The Itinerario has been dated to the 14th or 15th century. Antonio Musarra associates it with the renewed interest in the crusade during the papacy of Pius II (1458–1464). It is preserved in a single parchment manuscript copied in Milan, now Biblioteca Nazionale Braidense, AC.VIII.34. The text takes up 22 leaves and is the only text in the slim volume, which is probably a presentation copy intended for a Visconti patron, like Filippo Maria Visconti. It is copied in a neat "semi-Gothic book hand" and well decorated. The biscione (the snake symbol of the Visconti) appears repeatedly in marginalia and inhabited initials. The illumination is of the International Gothic style and closely related to the work of Franco and Filippolo de Veris and Michelino da Besozzo.
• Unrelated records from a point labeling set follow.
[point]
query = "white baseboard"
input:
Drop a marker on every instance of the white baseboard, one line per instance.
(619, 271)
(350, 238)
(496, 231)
The manuscript does not appear in any of the Visconti catalogues or inventories. It was rebound in green morocco in the 19th century. An edition with a translation into French was published in 1895.

==Editions==
- Paul Riant, ed. and trans. "Itinerario di la Gran Militia, a la Pavese". Recueil des Historiens des Croisades, Historiens Occidentaux, Volume 5, XIII (Paris: Imprimerie Nationale, 1895), 649–89.